In the early days of digital audio research, the necessary bandwidth of about 1 Mbps per audio channel was difficult to store. Disk drives had the bandwidth but not the capacity for long recording time, so attention turned to video recorders. These were adapted to store audio samples by creating a pseudo-video waveform which would convey binary as black and white levels. The sampling rate of such a system is constrained to relate simply to the field rate and field structure of the television standard used, so that an integer number of samples can be stored on each usable TV line in the field. Such a recording can be made on a monochrome recorder, and these recording are made in two standards, 525 lines at 60 Hz and 625 lines at 50 Hz. Thus it is possible to find a frequency which is a common multiple of the two and is also suitable for use as a sampling rate.

The allowable sampling rates in a pseudo-video system can be deduced by multiplying the field rate by the number of active lines in a field (blanking lines cannot be used) and again by the number of samples in a line. By careful choice of parameters it is possible to use either 525/60 or 625/50 video with a sampling rate of 44.1KHz.

In 60 Hz video, there are 35 blanked lines, leaving 490 lines per frame or 245 lines per field, so the sampling rate is given by :

60 X 245 X 3 = 44.1 KHz

In 50 Hz video, there are 37 lines of blanking, leaving 588 active lines per frame, or 294 per field, so the same sampling rate is given by

50 X 294 X3 = 44.1 Khz.

The sampling rate of 44.1 KHz came to be that of the Compact Disc. Even though CD has no video circuitry, the equipment used to make CD masters is video based and determines the sampling rate.

[/quote]

So basically, to me that is, recording in 44.1 only makes sense, seeing as all my music is going to CD. If it were going to other formats, I would record at higher bit rates, but it's really not necessary, given that it will all get squashed in the end.

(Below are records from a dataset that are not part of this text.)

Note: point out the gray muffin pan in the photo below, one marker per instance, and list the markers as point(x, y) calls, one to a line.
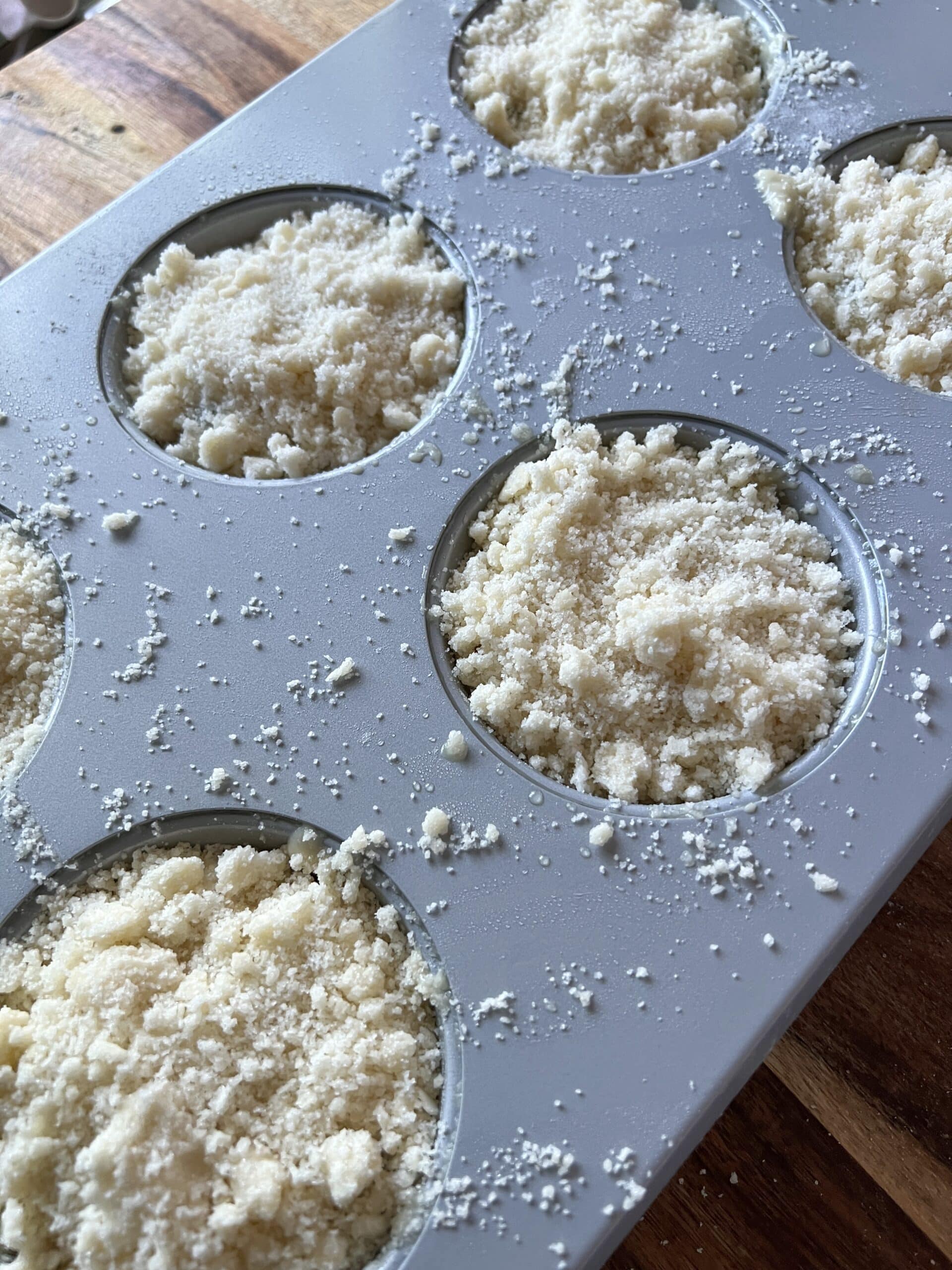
point(716, 336)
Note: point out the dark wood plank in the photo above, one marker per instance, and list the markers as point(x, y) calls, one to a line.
point(800, 1201)
point(94, 111)
point(871, 1055)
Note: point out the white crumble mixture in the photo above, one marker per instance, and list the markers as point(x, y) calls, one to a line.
point(647, 620)
point(455, 749)
point(32, 620)
point(612, 85)
point(436, 824)
point(309, 348)
point(119, 522)
point(874, 253)
point(211, 1057)
point(342, 674)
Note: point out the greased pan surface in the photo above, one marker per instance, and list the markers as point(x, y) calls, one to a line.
point(542, 903)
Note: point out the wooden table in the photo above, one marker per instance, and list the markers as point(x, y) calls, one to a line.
point(842, 1142)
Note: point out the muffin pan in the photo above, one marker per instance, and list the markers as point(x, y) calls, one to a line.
point(306, 570)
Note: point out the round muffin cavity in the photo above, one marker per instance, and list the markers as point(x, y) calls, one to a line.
point(648, 622)
point(874, 254)
point(309, 348)
point(32, 625)
point(611, 85)
point(216, 1057)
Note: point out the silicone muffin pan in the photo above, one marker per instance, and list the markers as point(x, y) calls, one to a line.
point(610, 1000)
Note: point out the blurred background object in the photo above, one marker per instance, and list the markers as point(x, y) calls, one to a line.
point(27, 23)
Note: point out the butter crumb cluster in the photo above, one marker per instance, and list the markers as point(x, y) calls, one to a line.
point(645, 620)
point(612, 85)
point(32, 624)
point(216, 1057)
point(307, 348)
point(873, 251)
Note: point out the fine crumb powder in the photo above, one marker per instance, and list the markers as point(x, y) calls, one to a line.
point(309, 348)
point(648, 622)
point(218, 1058)
point(612, 85)
point(32, 615)
point(873, 252)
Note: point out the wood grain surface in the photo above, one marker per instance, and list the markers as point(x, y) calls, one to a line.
point(842, 1143)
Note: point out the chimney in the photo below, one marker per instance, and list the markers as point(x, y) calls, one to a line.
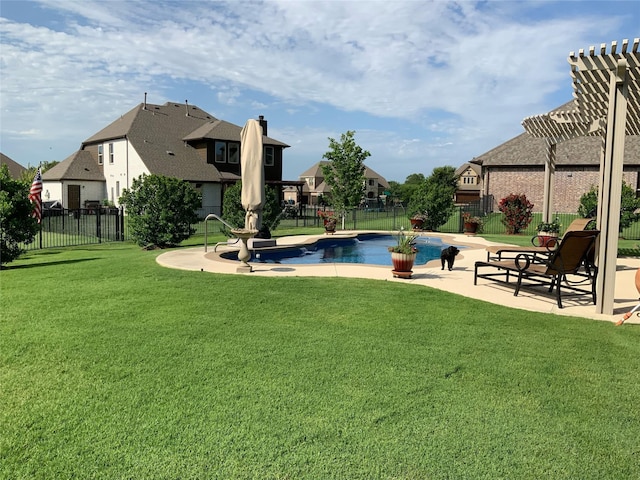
point(263, 124)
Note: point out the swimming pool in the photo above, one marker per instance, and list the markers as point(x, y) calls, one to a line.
point(369, 249)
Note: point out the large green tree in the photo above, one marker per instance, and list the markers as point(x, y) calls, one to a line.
point(161, 210)
point(434, 197)
point(345, 171)
point(17, 226)
point(628, 205)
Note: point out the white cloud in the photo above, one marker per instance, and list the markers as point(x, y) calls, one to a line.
point(462, 75)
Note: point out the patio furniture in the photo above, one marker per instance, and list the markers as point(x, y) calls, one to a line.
point(573, 256)
point(497, 252)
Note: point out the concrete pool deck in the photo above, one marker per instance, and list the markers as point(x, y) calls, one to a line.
point(459, 280)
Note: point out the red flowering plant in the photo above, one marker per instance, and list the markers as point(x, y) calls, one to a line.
point(517, 212)
point(328, 216)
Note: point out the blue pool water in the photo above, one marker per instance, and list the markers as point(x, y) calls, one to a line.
point(367, 249)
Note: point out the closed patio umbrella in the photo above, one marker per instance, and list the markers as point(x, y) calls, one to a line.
point(252, 174)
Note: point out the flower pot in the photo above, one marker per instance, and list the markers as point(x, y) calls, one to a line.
point(329, 227)
point(402, 264)
point(416, 223)
point(470, 228)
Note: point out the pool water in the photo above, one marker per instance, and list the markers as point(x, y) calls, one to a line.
point(369, 249)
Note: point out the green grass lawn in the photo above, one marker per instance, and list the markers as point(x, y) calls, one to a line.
point(114, 367)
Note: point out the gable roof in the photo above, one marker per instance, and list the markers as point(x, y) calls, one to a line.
point(78, 166)
point(15, 169)
point(160, 135)
point(525, 150)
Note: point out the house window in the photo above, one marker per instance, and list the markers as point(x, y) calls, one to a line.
point(220, 152)
point(268, 157)
point(234, 153)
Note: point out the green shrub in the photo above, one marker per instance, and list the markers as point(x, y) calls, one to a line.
point(161, 210)
point(517, 211)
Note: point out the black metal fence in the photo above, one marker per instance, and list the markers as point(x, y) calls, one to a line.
point(62, 228)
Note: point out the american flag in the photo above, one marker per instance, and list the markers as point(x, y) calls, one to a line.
point(35, 195)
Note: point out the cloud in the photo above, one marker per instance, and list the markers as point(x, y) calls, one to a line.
point(462, 74)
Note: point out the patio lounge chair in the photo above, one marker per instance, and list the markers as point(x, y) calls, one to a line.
point(574, 252)
point(496, 252)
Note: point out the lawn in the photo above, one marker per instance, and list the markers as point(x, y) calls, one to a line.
point(114, 367)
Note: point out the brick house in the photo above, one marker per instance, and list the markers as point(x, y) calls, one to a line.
point(517, 166)
point(176, 140)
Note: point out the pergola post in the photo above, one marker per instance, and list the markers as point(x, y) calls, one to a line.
point(610, 192)
point(549, 182)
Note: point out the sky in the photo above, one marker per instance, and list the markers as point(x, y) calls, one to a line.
point(423, 84)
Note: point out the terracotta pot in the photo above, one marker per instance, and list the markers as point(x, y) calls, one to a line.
point(416, 223)
point(470, 227)
point(402, 264)
point(547, 239)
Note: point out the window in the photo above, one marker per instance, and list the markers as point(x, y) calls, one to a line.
point(234, 153)
point(220, 152)
point(269, 156)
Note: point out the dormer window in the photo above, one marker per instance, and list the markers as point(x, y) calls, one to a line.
point(269, 156)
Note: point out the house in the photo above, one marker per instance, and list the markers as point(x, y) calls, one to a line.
point(176, 140)
point(15, 169)
point(315, 186)
point(469, 185)
point(517, 166)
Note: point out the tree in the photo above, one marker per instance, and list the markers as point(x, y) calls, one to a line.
point(17, 226)
point(161, 210)
point(345, 171)
point(434, 197)
point(628, 205)
point(233, 212)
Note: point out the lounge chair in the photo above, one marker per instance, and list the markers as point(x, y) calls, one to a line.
point(571, 255)
point(496, 252)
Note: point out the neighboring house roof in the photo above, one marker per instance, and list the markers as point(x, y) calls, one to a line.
point(78, 166)
point(477, 169)
point(222, 130)
point(15, 169)
point(526, 150)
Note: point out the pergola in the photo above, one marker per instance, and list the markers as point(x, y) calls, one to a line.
point(606, 88)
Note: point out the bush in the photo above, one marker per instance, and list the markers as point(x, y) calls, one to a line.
point(161, 210)
point(16, 223)
point(517, 212)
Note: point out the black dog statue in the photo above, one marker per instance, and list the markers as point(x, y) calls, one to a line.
point(448, 255)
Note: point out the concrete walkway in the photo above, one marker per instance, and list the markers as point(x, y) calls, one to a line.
point(459, 280)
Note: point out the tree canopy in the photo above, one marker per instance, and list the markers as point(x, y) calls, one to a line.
point(345, 171)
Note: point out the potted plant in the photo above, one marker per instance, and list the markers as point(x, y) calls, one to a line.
point(472, 224)
point(330, 221)
point(547, 233)
point(403, 255)
point(417, 220)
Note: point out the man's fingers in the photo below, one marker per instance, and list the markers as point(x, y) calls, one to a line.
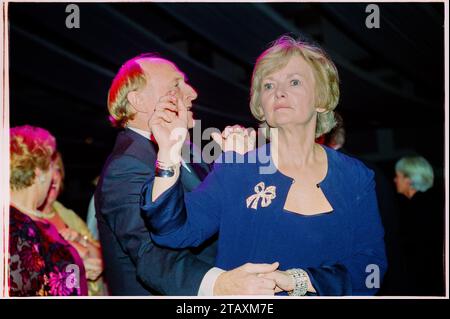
point(260, 268)
point(165, 115)
point(217, 138)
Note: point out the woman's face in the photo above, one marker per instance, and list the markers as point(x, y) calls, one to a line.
point(287, 95)
point(402, 183)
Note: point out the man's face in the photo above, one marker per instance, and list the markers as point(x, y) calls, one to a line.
point(164, 78)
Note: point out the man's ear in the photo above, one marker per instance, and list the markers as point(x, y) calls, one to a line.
point(135, 100)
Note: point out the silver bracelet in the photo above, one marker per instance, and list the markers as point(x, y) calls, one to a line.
point(301, 281)
point(163, 170)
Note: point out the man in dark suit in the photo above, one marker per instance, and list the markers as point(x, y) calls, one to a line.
point(134, 265)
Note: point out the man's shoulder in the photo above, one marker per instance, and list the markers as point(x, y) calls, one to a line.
point(131, 144)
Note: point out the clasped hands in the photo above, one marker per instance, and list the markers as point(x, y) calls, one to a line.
point(170, 121)
point(254, 279)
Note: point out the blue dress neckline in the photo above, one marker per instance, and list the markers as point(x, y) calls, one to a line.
point(322, 184)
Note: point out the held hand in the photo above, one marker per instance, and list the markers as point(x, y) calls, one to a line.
point(69, 234)
point(245, 280)
point(168, 125)
point(236, 138)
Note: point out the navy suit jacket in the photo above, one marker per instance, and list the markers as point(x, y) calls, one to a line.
point(134, 265)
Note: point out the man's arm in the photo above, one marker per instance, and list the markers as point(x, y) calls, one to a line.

But keep this in mind; The sampling frequency must be at least twice as high as the highest frequency that you wish to reproduce because you must have at least 1 data point for each half cycle of the audio waveform. This is in regards to actual Khz or Hz. So if you're experimental with sound and its effects on people like some of the other guys on here, keep this in mind. lol.